5. She’s dangerous. Wolf may not be doing anything for her paycheck, the skeptics conclude, but she’s planting plenty of crazy ideas in Gore’s head. Time calls her a “mad genius.” The Washington Post says she demonstrates Gore’s “weird” taste in consultants. The RNC calls her a “kook.” Fox News Sunday commentator Brit Hume warns that her “strange” advice is full of “psychobabble.” Fellow panelist Juan Williams calls her a “wild cannon.”

6. She’s frivolous. When they’re not fretting that Wolf has too many pernicious ideas, the critics scoff that she has none. They dismiss her as a mere “wardrobe consultant” who has shuffled Gore’s “shirt-and-tie combination,” instructed him to wear “brown, olive, and tan,” and told him “to wear different colored suits and all that”–evidently to no effect, since, as Cohen dryly observes, “polls have yet to record the difference.”

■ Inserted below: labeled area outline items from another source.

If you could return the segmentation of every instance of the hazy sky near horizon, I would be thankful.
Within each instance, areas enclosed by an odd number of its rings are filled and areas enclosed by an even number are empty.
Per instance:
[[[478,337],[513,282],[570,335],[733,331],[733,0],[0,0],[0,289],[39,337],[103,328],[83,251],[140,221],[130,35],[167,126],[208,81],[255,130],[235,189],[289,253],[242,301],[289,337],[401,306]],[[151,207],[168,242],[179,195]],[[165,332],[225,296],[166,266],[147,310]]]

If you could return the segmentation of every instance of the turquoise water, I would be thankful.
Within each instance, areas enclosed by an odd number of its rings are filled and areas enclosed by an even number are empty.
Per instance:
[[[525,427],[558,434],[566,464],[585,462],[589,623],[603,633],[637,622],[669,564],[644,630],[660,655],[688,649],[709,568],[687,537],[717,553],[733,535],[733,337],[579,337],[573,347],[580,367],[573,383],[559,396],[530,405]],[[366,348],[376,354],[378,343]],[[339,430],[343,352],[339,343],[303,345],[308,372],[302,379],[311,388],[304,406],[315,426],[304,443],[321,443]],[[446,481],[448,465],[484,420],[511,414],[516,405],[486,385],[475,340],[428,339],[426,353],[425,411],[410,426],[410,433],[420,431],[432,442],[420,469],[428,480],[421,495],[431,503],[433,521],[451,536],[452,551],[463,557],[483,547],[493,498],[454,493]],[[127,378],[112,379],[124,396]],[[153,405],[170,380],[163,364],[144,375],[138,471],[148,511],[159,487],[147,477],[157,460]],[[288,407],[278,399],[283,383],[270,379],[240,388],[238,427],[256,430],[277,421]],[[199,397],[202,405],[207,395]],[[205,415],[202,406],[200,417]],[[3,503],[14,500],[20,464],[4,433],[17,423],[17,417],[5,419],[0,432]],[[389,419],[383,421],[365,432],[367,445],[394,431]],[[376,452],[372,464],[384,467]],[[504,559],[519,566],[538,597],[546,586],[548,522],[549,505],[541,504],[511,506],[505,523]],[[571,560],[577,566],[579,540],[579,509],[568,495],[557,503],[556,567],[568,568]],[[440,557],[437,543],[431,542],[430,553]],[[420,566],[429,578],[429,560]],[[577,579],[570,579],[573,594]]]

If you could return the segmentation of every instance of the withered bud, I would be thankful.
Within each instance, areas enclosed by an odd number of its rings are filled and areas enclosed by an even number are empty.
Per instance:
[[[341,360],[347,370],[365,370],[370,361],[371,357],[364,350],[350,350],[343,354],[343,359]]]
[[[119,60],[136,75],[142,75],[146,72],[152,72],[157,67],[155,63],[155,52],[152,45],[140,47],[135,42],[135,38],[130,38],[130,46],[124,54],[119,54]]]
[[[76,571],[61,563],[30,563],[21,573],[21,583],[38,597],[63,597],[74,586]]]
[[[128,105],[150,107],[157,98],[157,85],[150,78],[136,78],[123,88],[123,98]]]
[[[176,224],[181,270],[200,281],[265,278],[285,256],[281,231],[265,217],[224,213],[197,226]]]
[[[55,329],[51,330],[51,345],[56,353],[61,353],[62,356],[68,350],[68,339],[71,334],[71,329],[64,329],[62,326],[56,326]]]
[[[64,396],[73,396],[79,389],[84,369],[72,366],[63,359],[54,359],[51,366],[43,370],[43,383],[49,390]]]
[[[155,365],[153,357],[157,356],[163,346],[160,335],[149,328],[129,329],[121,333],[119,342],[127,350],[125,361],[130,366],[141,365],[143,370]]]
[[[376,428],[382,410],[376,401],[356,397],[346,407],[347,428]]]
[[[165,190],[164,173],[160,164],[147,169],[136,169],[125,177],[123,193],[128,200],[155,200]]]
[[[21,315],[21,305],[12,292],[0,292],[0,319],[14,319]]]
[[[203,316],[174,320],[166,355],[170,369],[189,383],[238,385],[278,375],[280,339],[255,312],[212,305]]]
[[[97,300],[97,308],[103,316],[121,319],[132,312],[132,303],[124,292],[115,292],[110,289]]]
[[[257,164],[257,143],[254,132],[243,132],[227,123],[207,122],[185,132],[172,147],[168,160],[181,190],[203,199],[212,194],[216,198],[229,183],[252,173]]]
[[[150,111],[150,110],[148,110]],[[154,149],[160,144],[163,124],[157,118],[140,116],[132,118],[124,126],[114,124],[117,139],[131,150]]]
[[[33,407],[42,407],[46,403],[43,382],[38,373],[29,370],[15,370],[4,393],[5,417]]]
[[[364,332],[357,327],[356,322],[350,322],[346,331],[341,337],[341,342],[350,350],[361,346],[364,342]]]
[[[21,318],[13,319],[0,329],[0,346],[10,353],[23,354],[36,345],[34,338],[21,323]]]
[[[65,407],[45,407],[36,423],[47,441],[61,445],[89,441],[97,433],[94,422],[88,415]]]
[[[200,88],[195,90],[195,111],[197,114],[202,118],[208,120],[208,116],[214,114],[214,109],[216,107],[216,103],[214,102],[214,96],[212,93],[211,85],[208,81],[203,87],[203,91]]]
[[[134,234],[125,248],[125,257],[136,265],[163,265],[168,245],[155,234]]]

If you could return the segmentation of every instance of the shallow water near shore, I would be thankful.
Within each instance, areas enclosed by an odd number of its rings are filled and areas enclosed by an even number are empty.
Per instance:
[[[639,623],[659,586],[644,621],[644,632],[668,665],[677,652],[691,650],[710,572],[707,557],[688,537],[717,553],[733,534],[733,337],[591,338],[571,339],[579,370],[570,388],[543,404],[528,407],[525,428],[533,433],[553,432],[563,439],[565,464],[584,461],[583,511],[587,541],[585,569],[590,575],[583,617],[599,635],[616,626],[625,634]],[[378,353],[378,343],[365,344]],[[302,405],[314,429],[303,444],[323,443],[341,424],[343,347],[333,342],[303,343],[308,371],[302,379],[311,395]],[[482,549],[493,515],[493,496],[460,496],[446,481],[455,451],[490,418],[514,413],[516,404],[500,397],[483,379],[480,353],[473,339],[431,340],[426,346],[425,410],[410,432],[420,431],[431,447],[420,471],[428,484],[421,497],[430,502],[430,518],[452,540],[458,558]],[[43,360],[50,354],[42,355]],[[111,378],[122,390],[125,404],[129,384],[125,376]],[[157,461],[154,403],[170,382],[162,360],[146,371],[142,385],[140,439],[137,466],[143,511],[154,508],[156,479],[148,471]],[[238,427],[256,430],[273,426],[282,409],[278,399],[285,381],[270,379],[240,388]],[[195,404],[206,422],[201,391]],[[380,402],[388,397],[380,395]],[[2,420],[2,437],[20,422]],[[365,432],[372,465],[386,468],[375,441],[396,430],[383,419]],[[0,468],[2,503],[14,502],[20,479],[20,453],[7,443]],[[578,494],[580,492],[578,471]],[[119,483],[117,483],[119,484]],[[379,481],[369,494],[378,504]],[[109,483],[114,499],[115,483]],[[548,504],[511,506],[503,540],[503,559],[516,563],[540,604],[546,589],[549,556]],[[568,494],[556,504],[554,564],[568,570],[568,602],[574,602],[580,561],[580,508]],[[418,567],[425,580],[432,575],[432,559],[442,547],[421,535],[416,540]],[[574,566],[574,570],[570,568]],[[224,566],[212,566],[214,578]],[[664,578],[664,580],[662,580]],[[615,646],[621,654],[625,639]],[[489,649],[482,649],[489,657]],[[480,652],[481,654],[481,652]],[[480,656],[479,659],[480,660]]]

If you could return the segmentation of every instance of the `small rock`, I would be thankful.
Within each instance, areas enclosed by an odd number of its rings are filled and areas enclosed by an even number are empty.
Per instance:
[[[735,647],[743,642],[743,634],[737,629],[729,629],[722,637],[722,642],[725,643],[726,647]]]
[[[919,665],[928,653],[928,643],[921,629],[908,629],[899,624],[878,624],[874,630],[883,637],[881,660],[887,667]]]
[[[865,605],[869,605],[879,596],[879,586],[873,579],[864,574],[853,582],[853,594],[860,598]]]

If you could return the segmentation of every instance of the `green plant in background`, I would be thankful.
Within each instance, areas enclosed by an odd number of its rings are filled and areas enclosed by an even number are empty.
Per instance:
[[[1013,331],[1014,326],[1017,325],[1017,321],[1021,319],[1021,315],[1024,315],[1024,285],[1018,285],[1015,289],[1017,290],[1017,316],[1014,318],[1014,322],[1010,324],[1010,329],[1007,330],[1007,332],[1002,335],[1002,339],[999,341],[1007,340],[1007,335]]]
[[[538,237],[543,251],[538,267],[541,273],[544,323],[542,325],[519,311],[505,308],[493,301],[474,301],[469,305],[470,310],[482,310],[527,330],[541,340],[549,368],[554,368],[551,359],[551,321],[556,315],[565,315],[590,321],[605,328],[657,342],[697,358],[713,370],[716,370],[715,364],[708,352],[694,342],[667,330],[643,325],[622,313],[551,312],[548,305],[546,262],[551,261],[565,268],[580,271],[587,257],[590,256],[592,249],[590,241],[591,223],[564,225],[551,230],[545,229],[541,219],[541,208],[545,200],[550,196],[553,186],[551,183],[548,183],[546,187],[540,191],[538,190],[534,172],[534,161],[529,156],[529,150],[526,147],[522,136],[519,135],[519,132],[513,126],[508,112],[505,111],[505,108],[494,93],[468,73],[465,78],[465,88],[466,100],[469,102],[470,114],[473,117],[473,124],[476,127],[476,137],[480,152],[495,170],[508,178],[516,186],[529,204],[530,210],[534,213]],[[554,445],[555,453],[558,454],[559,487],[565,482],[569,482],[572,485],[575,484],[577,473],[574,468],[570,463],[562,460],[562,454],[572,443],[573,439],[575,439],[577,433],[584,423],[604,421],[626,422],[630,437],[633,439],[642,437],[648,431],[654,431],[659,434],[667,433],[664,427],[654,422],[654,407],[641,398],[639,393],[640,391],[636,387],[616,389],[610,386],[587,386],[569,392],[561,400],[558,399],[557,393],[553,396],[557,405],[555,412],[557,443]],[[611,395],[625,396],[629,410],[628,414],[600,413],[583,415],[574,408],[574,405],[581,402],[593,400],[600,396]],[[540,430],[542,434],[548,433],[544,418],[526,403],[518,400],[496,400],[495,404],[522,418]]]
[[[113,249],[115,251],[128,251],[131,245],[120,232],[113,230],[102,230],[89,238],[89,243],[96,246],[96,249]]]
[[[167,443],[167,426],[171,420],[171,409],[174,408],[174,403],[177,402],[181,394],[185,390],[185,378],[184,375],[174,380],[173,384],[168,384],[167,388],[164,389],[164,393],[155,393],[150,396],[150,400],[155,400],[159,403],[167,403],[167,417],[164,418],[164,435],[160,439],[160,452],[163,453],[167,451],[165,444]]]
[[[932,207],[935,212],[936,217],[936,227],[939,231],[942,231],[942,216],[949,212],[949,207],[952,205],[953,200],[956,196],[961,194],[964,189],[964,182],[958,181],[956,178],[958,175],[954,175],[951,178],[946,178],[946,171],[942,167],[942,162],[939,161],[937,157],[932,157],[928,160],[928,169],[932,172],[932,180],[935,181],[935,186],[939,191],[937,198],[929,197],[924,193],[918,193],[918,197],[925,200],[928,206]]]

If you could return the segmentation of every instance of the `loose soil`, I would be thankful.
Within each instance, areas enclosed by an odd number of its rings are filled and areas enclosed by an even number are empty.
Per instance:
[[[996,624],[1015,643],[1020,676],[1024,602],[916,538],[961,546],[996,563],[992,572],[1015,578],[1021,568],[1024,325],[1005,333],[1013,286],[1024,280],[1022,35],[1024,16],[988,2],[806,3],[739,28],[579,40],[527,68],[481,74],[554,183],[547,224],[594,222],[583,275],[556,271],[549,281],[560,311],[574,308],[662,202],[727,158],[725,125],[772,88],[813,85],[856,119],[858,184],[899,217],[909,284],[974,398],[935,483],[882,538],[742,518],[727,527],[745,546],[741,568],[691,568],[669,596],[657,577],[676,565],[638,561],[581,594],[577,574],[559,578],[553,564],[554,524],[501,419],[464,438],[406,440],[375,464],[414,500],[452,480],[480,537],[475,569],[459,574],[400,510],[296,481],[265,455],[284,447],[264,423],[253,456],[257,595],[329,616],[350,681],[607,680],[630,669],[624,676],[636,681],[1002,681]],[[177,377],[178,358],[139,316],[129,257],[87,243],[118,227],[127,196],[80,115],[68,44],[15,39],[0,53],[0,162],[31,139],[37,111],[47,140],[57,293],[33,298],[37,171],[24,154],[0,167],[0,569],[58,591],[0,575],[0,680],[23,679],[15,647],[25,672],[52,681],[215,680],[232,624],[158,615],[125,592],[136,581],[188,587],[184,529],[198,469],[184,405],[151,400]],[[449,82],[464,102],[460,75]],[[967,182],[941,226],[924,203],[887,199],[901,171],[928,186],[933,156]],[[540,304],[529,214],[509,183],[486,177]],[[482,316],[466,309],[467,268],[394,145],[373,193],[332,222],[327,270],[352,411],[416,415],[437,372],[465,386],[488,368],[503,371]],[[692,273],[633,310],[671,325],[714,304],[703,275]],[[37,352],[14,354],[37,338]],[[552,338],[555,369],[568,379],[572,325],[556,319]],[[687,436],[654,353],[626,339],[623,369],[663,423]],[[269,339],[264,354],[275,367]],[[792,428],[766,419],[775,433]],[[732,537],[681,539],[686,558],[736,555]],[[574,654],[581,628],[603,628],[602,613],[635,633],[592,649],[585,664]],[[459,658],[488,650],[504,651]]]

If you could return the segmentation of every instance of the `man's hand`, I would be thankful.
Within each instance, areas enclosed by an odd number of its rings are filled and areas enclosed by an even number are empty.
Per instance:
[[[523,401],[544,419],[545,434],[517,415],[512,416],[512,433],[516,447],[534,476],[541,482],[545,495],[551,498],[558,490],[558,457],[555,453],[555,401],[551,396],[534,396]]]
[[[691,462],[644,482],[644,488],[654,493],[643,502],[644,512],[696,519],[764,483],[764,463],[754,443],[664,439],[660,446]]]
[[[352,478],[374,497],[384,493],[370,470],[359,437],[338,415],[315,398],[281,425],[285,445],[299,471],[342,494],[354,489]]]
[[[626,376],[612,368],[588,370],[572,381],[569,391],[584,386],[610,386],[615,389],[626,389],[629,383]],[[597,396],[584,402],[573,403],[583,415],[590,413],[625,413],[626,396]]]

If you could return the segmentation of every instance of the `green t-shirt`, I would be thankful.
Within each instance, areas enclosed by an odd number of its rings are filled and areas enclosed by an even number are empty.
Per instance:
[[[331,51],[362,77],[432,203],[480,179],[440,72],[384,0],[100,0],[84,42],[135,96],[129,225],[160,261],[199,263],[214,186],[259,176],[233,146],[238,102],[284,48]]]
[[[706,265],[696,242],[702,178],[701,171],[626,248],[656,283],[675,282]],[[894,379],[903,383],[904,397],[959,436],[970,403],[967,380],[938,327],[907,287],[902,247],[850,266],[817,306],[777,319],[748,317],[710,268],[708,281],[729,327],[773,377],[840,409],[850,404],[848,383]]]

7. She’s a crutch. Having declared Wolf insubstantial and impotent, her detractors again reverse course, accusing Gore of relying too heavily on her for guidance and a definition of himself. “An alpha candidate would not need Wolf at all. He would not have to be told who he is,” writes Cohen. The RNC jokes that “Real Alpha Males” don’t have to hire consultants “to learn how to be Alpha Males.”

8. She’s a dirty little secret. Unable to agree on why Wolf should be embarrassing, pundits have fallen back on the implication that she must be embarrassing, since Gore has been employing her “secretly,” “funneling her payments through other consulting firms,” and conspiring to “conceal her from the press.” Time likens her to “Clinton’s own once secret consultant, Dick Morris” and suggests that Gore may have been keeping her under “deep cover.” The Washington Post’s front-page story notes, “Gore has gone to great lengths to conceal Wolf’s role.” And what exactly is the scandal about Wolf that Gore is covering up? The media have no answer. Evidently, it’s their little secret.